Aleep is lovely. I didn't get to do much today again... just feeling so low again. I just wish I could stoo thinking for a moment, just enjoy things again like it used to be. Instead I feel such a heartbreak... it really sucks. Nothing causes pleasure anymore and i just want to cry because it makes me so angry. Why can't my mind be quiet for a day or so? I WISH I could find distraction and pleasure in anything but nothing works.
Please don’t rule out medication. Depression and anxiety are illnesses that often need medication, just like diabetes does. As others have said, medication can be life changing (and have been for many on the forum) I hope you get on well with your therapy
One day at a time ....😃
Hunni, why not try doing something different which isn't something you used to do. You seem very fixated on the past and what things were like before you became ill, that's never going to allow you to move forward at all....
Do a little of something that makes you happy every day!
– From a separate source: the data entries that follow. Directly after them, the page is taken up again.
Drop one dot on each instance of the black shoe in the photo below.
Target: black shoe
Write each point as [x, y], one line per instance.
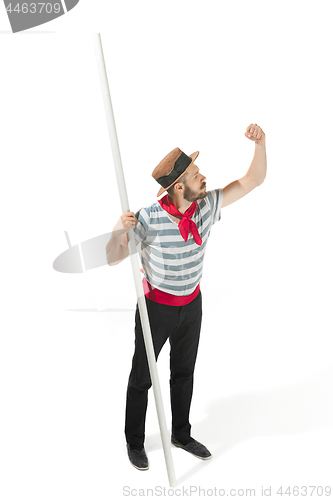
[138, 458]
[197, 449]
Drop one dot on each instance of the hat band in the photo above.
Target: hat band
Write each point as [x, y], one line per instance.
[180, 166]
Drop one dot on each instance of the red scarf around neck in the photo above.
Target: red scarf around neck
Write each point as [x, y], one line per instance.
[186, 224]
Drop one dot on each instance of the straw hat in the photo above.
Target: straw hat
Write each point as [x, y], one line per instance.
[172, 167]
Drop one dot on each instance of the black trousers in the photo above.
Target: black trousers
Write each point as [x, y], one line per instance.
[181, 325]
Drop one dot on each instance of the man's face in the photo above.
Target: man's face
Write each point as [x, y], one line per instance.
[195, 186]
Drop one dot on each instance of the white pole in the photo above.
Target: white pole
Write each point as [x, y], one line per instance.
[134, 260]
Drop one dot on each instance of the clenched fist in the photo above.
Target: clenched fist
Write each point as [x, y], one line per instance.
[128, 221]
[255, 133]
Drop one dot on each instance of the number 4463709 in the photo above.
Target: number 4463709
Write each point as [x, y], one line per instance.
[33, 8]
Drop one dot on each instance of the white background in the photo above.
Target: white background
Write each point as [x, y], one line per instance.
[192, 75]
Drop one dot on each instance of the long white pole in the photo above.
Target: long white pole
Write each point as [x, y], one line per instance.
[134, 260]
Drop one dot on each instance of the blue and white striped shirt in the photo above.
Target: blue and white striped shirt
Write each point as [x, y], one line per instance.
[170, 263]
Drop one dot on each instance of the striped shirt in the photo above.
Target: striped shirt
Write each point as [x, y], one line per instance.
[170, 263]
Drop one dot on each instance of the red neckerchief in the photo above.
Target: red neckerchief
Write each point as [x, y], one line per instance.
[186, 224]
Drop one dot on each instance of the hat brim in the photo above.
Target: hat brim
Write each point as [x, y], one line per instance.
[193, 156]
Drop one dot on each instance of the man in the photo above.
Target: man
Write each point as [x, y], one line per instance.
[173, 233]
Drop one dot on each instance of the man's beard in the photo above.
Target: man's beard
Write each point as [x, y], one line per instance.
[190, 195]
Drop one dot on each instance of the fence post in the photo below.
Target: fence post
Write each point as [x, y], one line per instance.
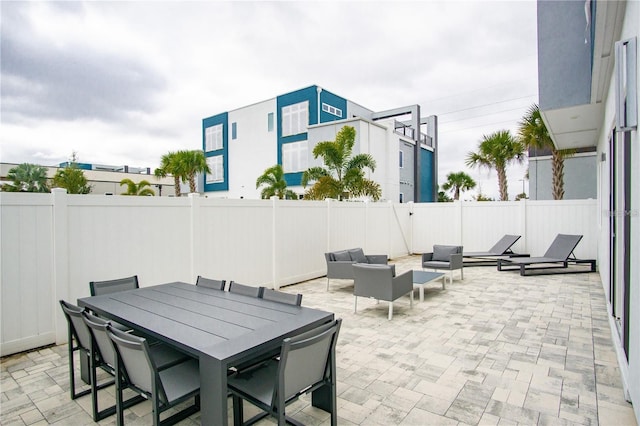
[195, 237]
[60, 260]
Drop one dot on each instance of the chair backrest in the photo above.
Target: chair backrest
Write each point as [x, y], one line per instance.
[504, 244]
[133, 354]
[562, 246]
[305, 359]
[371, 280]
[112, 286]
[279, 296]
[209, 283]
[99, 329]
[246, 290]
[78, 328]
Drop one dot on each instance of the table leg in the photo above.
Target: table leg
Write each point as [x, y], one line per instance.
[213, 392]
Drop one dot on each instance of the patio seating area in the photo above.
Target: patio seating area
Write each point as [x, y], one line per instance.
[495, 348]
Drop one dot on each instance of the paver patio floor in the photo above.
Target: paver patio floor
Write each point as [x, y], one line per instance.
[493, 349]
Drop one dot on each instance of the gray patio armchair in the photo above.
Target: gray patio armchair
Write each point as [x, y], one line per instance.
[448, 258]
[340, 263]
[306, 363]
[558, 256]
[164, 388]
[379, 282]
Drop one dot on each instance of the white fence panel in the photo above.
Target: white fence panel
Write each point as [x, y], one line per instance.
[546, 219]
[300, 240]
[52, 245]
[27, 297]
[235, 241]
[486, 222]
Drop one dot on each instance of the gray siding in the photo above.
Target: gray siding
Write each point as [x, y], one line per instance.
[564, 59]
[580, 178]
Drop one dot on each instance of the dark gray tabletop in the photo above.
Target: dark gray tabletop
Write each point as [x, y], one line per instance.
[204, 321]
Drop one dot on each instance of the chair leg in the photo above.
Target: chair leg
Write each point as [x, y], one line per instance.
[238, 415]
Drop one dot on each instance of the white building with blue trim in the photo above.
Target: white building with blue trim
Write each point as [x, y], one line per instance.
[241, 144]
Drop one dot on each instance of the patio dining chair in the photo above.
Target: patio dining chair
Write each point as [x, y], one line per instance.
[79, 340]
[306, 363]
[210, 283]
[137, 369]
[282, 297]
[103, 355]
[99, 288]
[245, 290]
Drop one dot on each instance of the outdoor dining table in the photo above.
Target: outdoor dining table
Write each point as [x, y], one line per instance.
[219, 328]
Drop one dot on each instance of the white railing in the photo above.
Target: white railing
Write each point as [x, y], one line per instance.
[52, 245]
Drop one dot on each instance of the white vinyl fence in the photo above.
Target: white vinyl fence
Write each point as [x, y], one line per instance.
[52, 245]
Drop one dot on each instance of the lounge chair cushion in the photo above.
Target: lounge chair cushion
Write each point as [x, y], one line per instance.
[341, 256]
[357, 255]
[443, 253]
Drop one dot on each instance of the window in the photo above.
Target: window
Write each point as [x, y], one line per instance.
[213, 138]
[295, 157]
[216, 164]
[295, 119]
[270, 122]
[332, 110]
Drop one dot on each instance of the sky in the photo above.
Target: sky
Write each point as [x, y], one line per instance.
[126, 82]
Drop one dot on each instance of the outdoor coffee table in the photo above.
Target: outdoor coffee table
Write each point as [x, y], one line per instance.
[420, 278]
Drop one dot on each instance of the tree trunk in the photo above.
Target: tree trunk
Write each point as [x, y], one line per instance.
[502, 182]
[557, 167]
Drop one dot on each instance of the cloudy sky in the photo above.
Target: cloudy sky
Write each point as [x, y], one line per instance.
[125, 82]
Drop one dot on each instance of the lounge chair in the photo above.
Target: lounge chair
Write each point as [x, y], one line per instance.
[558, 256]
[501, 248]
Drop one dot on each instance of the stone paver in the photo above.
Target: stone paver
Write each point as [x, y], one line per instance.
[492, 349]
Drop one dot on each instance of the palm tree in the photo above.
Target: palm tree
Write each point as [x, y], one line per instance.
[496, 151]
[533, 134]
[141, 188]
[273, 183]
[457, 182]
[192, 163]
[343, 176]
[170, 165]
[27, 178]
[72, 178]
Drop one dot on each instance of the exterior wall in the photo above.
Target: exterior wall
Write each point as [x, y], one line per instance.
[253, 151]
[630, 366]
[580, 177]
[406, 172]
[52, 245]
[563, 55]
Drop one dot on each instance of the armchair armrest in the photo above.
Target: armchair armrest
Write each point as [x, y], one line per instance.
[456, 261]
[426, 257]
[378, 259]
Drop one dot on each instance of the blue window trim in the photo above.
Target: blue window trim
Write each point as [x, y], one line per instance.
[212, 121]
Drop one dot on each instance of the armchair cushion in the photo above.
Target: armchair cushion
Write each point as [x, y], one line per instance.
[443, 253]
[357, 255]
[342, 256]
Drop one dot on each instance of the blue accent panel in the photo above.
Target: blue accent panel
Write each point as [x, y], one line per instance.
[426, 176]
[307, 94]
[293, 179]
[213, 121]
[335, 101]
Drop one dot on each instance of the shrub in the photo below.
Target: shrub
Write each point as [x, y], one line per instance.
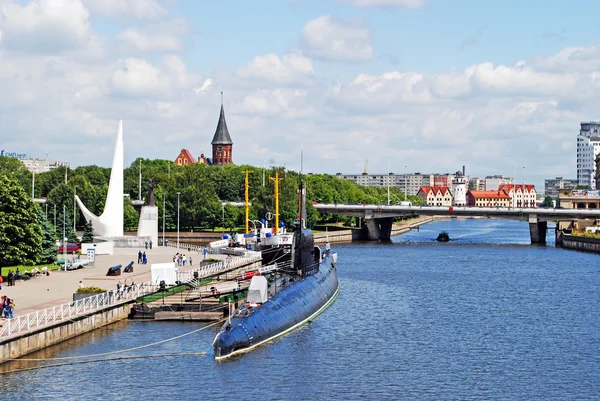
[90, 290]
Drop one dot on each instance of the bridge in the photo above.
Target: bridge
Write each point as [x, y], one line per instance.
[379, 218]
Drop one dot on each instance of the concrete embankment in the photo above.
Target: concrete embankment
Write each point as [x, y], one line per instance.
[578, 243]
[27, 342]
[357, 234]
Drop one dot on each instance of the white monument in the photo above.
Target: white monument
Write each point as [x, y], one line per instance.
[110, 222]
[148, 225]
[459, 189]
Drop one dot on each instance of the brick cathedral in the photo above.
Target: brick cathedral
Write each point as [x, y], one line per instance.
[222, 147]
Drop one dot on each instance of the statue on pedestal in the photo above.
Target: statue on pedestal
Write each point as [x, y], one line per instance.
[151, 192]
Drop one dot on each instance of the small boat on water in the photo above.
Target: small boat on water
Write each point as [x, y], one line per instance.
[443, 237]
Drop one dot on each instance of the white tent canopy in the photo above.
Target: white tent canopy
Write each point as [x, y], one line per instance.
[258, 290]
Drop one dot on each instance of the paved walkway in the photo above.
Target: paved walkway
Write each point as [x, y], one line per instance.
[45, 291]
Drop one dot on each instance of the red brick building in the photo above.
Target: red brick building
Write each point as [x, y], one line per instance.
[185, 158]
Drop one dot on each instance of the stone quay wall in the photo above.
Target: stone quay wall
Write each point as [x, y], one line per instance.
[38, 339]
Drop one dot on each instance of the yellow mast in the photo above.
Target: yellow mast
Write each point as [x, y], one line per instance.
[247, 203]
[276, 181]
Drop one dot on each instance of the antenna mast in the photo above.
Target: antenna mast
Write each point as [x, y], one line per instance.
[276, 181]
[246, 199]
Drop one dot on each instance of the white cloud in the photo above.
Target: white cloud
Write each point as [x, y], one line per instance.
[487, 116]
[138, 77]
[137, 41]
[332, 39]
[45, 26]
[386, 3]
[290, 69]
[128, 9]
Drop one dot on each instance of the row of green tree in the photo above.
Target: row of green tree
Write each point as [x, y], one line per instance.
[196, 191]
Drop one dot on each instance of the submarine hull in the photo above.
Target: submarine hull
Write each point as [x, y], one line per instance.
[291, 307]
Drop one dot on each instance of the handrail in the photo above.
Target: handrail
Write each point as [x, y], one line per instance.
[208, 270]
[68, 311]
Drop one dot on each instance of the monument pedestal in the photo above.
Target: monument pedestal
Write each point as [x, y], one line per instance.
[148, 226]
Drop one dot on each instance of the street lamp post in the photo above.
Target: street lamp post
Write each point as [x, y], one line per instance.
[523, 189]
[405, 180]
[178, 193]
[64, 237]
[389, 177]
[74, 207]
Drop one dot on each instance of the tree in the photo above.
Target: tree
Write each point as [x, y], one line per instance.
[49, 248]
[20, 231]
[88, 233]
[548, 202]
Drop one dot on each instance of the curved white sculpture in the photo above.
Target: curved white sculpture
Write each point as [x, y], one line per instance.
[110, 222]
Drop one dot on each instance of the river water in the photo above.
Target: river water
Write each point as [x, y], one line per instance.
[484, 317]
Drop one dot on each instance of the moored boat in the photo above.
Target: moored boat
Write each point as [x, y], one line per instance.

I'm not ruling it out anymore I think. Maybe it really is for the better. I feel like it's getting out of control and that it's getting worse each day... I'll definitely speak to the therapist about it too and then will ask my doctor what he thinks. I just want to feel at least halfway okay again
I mean I COULD try and find something new. The thing is... I'm missing the nusic, the shows, the artists I used to enjoy before getting ill and that's just upsetting. I feel like no matter what, in the end things I like will end up making me upset again... so it makes no sense to search for something new
They won’t, love, it’s not the things you like that are upsetting you, it’s the illness. Once you start recovering from the illness, you’ll start recovering your joy for life
The purpose of life is not to be happy. It is to be useful, to be honorable, to be compassionate, to have it make some difference that you have lived and lived well.